Des dégradés de verts, du plus pâle au plus foncé, habillent la carte publiée ce 9 janvier par l'ONG Génération Futures. Mais en noir, un seul département : la Gironde. Si l'association de défense de l'environnement veut publier ces informations, c'est pour que chaque Français puisse être informé de l'air qui l'entoure et des éventuels risques liés aux pesticides utilisés près de chez lui. Savoir quelles substances pesticides étaient les plus achetées par département entre 2015 et 2022, ainsi que celles classées cancérigènes mutagènes ou reprotoxiques de niveau 1 et/ou 2.
Cette carte départementale des achats de pesticides en France permet de se rendre compte que la Gironde est le plus gros acheteur de pesticides en France. La carte a été établie à partir de données issues de la Banque nationale des ventes (BNVD), alimentées par les distributeurs de produits phytosanitaires et mises à disposition par les ministères territoires, écologie, logement. "Ce sont des données officielles et publiées qui datent un peu.

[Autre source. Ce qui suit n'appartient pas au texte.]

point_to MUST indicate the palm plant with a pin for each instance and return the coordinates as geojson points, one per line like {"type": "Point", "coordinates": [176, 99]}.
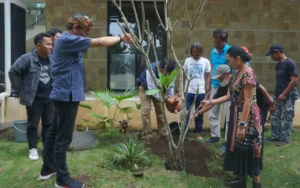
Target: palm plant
{"type": "Point", "coordinates": [130, 154]}
{"type": "Point", "coordinates": [109, 99]}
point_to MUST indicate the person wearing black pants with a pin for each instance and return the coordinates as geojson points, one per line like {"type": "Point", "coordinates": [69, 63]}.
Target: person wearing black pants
{"type": "Point", "coordinates": [31, 82]}
{"type": "Point", "coordinates": [68, 85]}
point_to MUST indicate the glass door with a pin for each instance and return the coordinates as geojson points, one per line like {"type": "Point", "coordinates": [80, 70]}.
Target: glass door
{"type": "Point", "coordinates": [125, 64]}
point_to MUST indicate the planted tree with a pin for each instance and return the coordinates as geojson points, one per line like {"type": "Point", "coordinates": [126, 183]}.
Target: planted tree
{"type": "Point", "coordinates": [163, 82]}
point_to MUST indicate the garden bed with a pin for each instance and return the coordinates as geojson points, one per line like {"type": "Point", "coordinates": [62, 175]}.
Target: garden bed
{"type": "Point", "coordinates": [196, 156]}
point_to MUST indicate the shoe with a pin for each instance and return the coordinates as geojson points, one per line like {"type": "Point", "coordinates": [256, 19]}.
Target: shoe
{"type": "Point", "coordinates": [235, 183]}
{"type": "Point", "coordinates": [223, 148]}
{"type": "Point", "coordinates": [282, 143]}
{"type": "Point", "coordinates": [272, 139]}
{"type": "Point", "coordinates": [256, 185]}
{"type": "Point", "coordinates": [213, 140]}
{"type": "Point", "coordinates": [46, 175]}
{"type": "Point", "coordinates": [33, 155]}
{"type": "Point", "coordinates": [198, 136]}
{"type": "Point", "coordinates": [71, 183]}
{"type": "Point", "coordinates": [221, 157]}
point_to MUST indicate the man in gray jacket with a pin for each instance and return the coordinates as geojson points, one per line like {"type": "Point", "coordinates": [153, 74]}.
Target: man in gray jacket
{"type": "Point", "coordinates": [31, 82]}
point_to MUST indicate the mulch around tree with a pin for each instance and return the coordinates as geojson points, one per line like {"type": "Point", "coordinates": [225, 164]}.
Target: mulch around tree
{"type": "Point", "coordinates": [196, 155]}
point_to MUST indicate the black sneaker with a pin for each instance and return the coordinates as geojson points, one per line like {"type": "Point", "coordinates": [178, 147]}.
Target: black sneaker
{"type": "Point", "coordinates": [44, 175]}
{"type": "Point", "coordinates": [272, 139]}
{"type": "Point", "coordinates": [282, 143]}
{"type": "Point", "coordinates": [213, 140]}
{"type": "Point", "coordinates": [71, 183]}
{"type": "Point", "coordinates": [221, 157]}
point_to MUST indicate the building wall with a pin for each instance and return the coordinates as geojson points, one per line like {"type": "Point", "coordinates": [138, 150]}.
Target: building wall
{"type": "Point", "coordinates": [18, 33]}
{"type": "Point", "coordinates": [253, 23]}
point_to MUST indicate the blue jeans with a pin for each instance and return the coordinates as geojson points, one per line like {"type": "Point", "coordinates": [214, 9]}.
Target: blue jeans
{"type": "Point", "coordinates": [189, 101]}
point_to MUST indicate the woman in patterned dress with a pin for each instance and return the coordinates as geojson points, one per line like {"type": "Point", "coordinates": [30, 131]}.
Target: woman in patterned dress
{"type": "Point", "coordinates": [245, 132]}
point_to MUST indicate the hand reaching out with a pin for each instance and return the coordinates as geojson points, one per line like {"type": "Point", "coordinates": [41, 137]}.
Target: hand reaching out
{"type": "Point", "coordinates": [127, 38]}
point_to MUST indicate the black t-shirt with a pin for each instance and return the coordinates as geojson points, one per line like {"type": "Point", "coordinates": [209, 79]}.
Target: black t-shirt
{"type": "Point", "coordinates": [261, 100]}
{"type": "Point", "coordinates": [284, 71]}
{"type": "Point", "coordinates": [222, 91]}
{"type": "Point", "coordinates": [44, 87]}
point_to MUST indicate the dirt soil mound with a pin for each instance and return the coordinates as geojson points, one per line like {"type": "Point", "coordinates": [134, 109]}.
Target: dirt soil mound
{"type": "Point", "coordinates": [196, 155]}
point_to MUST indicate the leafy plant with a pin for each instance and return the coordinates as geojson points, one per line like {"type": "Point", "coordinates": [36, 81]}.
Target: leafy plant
{"type": "Point", "coordinates": [129, 154]}
{"type": "Point", "coordinates": [123, 126]}
{"type": "Point", "coordinates": [110, 99]}
{"type": "Point", "coordinates": [111, 132]}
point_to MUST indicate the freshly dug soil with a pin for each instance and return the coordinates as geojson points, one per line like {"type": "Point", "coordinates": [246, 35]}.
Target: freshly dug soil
{"type": "Point", "coordinates": [195, 154]}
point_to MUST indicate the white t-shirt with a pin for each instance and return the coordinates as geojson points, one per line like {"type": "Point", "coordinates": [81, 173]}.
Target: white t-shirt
{"type": "Point", "coordinates": [196, 68]}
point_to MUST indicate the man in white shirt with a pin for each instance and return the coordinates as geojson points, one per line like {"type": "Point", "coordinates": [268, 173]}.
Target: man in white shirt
{"type": "Point", "coordinates": [198, 68]}
{"type": "Point", "coordinates": [147, 83]}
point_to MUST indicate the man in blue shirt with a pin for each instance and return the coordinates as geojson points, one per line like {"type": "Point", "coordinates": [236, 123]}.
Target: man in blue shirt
{"type": "Point", "coordinates": [217, 58]}
{"type": "Point", "coordinates": [68, 80]}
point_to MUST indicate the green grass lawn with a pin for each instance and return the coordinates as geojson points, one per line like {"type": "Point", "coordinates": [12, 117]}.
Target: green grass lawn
{"type": "Point", "coordinates": [281, 167]}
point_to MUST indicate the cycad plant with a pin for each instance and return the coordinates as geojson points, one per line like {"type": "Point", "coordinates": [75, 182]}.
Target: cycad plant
{"type": "Point", "coordinates": [130, 154]}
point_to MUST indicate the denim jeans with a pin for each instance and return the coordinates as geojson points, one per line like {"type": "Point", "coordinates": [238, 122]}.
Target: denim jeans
{"type": "Point", "coordinates": [38, 110]}
{"type": "Point", "coordinates": [59, 139]}
{"type": "Point", "coordinates": [189, 101]}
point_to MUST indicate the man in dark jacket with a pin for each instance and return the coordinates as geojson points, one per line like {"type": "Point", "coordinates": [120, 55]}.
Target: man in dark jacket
{"type": "Point", "coordinates": [31, 82]}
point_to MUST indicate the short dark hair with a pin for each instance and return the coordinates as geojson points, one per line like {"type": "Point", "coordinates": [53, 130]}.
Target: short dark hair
{"type": "Point", "coordinates": [235, 51]}
{"type": "Point", "coordinates": [196, 45]}
{"type": "Point", "coordinates": [169, 62]}
{"type": "Point", "coordinates": [221, 34]}
{"type": "Point", "coordinates": [40, 37]}
{"type": "Point", "coordinates": [53, 32]}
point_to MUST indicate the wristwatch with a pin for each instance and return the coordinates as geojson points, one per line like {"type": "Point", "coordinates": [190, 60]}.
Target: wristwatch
{"type": "Point", "coordinates": [242, 124]}
{"type": "Point", "coordinates": [121, 39]}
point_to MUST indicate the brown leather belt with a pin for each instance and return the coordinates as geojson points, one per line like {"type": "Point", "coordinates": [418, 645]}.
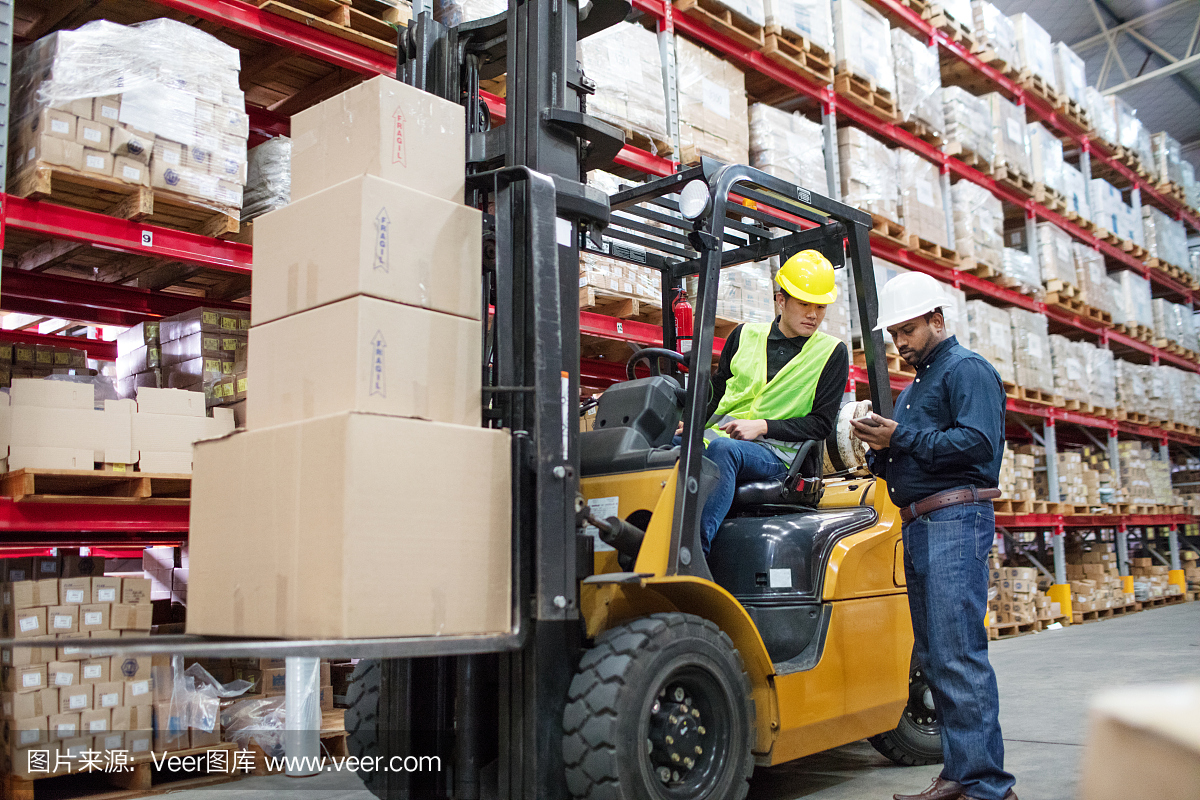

Les plus récentes sont de 2022", précise Cyril Giraud, le porte-parole de l'association à Bordeaux. "Elles portent sur les achats (de pesticides, ndlr), même si nous réclamons depuis des années des données d'épandage à la parcelle".
"On sait bien que lorsqu'ils achètent vu le prix que ça coûte, c'est pour les utiliser".
Cyril GiraudGénérations Futures
Il admet qu'il peut y avoir ponctuellement des effets de stockage "quand il y a des molécules qui vont être interdites, certains en profitent pour les acheter juste avant, mais c'est vraiment à la marge".
Des achats donc et non des usages effectifs, mais qui restent révélateurs d'une pratique particulièrement prégnante pour la culture "des céréales et la viticulture".
Les grandes cultures sont les plus concernées par les utilisations massives de ces produits phytosanitaires de synthèse et donc, en Gironde, c'est surtout la viticulture.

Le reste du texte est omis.